– Шнурка замочили!
А я даже забыл, что Шнурка Димкой зовут! Как же так? Всегда ведь знал, а тут – как из головы вылетело! И тут меня словно кто ударил, подхватился я, а вместе со мной еще пятнадцать человек класса. Как вылетел в коридор, не помню. Помню только, что из других классов тоже все бежали, а потом я на заднем дворе оказался. Охранник уже был там и махал руками, орал, что туда нельзя, но такую массу народу разве удержишь? Как они нас не затоптали, я не знаю. Толпа – сила: ни ума, ни совести, одни инстинкты. Ну тогда я как заору:
– Бобма! Под ним бомба лежит! Щас рванет!
Они и назад бросились так же быстро, как сюда прибежали. Но недалеко, там ведь новые ученики сзади подпирают. Всем охота посмотреть, как выглядит мертвый Шнурок, чтобы было потом чем малолеток по вечерам пугать. Но тут как раз все лидеры подоспели и учителя, и директор прибежал и сразу орать начал, короче, оттеснили толпу. А мы с вохровцем рядом стоим, и вохровец глядит на меня даже благодарно. А я и не смотрю на него, я на Шнурка смотрю. Он маленький такой, словно ему не четырнадцать, а только десять лет, в пыли лежит. Лицом в газон уткнулся, в траву, значит, зеленую. А в траве одуванчик растет. Конец августа, а он желтый, этот одуванчик. А еще под Шнурком пятно черное расплылось. А на курточке его, прямо на спине, лежит цепочка. Золотая такая цепочка, с подковкою. Моя цепочка.

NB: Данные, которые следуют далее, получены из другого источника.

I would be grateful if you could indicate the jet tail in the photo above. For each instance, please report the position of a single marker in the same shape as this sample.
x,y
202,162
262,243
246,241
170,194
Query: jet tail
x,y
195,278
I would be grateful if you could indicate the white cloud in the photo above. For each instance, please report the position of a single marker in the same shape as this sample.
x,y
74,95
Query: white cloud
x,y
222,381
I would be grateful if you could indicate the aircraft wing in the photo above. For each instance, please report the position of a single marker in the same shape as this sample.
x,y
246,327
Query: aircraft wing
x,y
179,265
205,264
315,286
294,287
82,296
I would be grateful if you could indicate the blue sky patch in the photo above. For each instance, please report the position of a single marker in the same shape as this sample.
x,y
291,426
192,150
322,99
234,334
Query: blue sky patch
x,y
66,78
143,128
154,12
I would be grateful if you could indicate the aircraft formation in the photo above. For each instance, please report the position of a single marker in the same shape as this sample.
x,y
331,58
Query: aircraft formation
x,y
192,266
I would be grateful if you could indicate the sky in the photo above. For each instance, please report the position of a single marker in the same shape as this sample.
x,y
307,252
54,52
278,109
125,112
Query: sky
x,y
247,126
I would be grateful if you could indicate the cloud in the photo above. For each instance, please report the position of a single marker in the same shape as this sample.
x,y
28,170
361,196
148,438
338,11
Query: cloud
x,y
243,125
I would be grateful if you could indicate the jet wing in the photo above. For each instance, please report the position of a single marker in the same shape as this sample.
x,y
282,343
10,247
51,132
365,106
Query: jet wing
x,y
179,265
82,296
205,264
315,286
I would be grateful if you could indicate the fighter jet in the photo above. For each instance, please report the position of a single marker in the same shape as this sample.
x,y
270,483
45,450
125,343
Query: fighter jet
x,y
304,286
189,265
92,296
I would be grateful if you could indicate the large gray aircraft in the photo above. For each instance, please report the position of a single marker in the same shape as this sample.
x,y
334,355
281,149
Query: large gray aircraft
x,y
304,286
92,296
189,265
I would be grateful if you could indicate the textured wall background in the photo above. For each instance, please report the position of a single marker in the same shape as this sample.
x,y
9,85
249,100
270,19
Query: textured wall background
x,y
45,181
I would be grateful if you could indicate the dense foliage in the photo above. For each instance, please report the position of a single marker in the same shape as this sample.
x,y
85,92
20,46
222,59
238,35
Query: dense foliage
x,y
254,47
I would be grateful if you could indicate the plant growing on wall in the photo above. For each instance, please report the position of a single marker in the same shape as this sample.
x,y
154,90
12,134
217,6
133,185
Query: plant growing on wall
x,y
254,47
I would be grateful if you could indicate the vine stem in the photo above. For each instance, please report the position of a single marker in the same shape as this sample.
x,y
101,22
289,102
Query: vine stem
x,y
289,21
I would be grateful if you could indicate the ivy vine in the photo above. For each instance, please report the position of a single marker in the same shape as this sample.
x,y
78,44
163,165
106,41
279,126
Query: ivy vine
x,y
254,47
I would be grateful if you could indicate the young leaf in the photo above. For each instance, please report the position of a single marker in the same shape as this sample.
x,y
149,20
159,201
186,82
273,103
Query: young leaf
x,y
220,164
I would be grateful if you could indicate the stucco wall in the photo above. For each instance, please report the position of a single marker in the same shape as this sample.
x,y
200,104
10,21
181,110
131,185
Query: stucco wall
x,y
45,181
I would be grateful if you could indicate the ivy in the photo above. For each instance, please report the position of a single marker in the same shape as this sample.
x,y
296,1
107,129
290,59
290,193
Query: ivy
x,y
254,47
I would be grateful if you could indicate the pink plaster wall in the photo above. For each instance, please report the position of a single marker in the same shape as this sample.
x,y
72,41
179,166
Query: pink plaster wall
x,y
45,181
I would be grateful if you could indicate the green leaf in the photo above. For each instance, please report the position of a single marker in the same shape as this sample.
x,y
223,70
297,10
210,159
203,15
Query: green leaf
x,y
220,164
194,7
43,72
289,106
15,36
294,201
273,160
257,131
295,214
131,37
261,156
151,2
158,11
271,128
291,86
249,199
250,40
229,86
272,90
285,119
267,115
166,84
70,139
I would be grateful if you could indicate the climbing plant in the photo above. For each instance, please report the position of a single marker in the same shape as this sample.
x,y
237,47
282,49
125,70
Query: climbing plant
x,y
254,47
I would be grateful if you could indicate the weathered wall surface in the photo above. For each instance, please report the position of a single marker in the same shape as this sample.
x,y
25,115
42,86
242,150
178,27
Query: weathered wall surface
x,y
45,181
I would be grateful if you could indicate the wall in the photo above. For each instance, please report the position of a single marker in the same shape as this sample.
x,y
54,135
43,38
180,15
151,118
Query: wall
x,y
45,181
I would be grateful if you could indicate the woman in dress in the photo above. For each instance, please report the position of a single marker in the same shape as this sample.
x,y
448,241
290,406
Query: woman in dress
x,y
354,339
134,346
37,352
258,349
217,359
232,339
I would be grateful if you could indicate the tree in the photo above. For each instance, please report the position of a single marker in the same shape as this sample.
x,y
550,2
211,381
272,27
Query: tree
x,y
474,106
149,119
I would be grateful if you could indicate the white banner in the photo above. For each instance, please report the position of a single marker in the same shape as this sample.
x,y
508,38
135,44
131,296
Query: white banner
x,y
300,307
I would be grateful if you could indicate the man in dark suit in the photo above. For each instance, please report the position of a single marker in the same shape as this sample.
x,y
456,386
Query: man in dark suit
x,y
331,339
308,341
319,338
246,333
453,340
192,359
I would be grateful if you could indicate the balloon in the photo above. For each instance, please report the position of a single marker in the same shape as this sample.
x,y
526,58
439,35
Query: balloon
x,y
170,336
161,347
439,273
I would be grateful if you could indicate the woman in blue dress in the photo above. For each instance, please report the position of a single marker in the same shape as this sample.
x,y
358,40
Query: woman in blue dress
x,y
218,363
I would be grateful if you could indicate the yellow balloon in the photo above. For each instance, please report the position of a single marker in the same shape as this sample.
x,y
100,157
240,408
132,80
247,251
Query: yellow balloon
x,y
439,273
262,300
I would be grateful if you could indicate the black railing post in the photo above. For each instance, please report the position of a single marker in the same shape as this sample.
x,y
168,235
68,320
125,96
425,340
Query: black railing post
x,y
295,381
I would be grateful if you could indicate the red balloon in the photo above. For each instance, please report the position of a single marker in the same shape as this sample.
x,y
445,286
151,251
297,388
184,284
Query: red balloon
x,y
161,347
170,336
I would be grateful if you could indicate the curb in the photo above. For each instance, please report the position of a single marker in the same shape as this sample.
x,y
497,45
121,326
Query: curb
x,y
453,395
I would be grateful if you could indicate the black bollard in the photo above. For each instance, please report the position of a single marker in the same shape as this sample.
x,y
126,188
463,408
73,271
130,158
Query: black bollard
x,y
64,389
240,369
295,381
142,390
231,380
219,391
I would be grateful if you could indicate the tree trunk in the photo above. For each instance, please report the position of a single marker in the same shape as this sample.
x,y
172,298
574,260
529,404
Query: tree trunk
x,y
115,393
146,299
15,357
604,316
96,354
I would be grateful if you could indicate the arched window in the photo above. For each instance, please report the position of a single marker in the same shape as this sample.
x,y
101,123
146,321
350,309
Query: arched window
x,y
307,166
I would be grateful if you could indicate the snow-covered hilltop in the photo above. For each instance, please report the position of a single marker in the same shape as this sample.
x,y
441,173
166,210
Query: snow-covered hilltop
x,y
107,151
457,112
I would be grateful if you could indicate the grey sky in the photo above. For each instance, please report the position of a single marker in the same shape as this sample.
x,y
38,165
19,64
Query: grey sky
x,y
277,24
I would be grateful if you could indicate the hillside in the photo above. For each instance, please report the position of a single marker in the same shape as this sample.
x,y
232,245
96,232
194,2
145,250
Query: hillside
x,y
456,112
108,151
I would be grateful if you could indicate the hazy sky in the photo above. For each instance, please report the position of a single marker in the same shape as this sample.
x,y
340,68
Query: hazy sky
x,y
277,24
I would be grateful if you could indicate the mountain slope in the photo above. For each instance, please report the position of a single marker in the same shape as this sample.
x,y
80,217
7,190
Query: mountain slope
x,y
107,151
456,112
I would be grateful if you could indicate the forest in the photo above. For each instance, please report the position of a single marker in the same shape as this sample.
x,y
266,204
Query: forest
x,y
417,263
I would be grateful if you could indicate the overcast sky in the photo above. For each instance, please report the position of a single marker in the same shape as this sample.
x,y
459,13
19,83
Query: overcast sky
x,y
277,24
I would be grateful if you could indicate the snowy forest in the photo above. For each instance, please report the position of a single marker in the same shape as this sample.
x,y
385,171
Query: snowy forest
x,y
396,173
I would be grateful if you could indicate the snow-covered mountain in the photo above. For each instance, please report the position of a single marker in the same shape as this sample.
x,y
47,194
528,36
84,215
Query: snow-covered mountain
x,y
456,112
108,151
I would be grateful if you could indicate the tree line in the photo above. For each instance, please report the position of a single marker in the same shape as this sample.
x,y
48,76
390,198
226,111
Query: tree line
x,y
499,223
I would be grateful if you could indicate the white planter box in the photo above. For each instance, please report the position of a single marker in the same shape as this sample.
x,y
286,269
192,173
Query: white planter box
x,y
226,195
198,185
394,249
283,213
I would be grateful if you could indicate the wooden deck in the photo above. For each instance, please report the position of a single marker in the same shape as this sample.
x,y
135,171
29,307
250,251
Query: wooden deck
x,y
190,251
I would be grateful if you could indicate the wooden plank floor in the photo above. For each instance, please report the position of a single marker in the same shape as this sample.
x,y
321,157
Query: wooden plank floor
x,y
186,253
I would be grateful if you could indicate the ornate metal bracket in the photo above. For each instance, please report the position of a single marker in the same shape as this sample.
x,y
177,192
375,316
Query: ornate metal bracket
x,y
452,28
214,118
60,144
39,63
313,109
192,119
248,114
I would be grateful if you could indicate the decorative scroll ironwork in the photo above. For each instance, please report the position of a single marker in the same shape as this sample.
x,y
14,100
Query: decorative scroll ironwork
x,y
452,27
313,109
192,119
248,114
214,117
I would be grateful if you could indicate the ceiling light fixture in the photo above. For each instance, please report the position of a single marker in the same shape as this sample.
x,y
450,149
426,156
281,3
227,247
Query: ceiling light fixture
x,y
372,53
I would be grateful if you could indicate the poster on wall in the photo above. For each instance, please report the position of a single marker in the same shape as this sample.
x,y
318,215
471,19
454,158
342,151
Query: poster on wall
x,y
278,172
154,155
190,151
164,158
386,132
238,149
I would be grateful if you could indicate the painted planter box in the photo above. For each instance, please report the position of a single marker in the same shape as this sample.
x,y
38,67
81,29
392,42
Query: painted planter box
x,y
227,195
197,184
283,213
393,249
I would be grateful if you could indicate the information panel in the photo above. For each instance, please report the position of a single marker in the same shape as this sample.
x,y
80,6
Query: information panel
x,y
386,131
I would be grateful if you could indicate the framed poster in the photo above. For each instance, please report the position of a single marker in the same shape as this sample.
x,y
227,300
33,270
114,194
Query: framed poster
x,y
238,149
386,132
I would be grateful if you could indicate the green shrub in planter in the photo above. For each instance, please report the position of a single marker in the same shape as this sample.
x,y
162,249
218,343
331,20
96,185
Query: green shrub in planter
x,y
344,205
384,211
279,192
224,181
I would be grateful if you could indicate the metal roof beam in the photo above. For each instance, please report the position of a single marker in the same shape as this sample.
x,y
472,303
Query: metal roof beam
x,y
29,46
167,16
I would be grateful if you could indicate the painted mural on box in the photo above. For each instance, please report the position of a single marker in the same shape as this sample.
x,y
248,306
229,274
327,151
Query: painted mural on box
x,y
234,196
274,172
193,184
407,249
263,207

У меня и без этого ноги ослабели, а тут и вовсе чувствую, земля куда-то в сторону едет. Вохровец этот посмотрел на меня и говорит:
– Шел бы ты отсюда, парень, а то белый весь.
Я и расслышал-то его не сразу, а как расслышал, так сразу и пошел прочь сквозь толпу. Да и вовремя, наверное, навстречу как раз Ромберг протискивался. Мы с ним едва не столкнулись.
А еще я в толпе глаза Маришки увидел. Она, оказывается, все это время рядом стояла и цепочку эту видела. И по глазам я понял: знает она, чья это цепочка. Ну а потом я шел куда-то, шел, а она меня догнала и просто рядом идти стала.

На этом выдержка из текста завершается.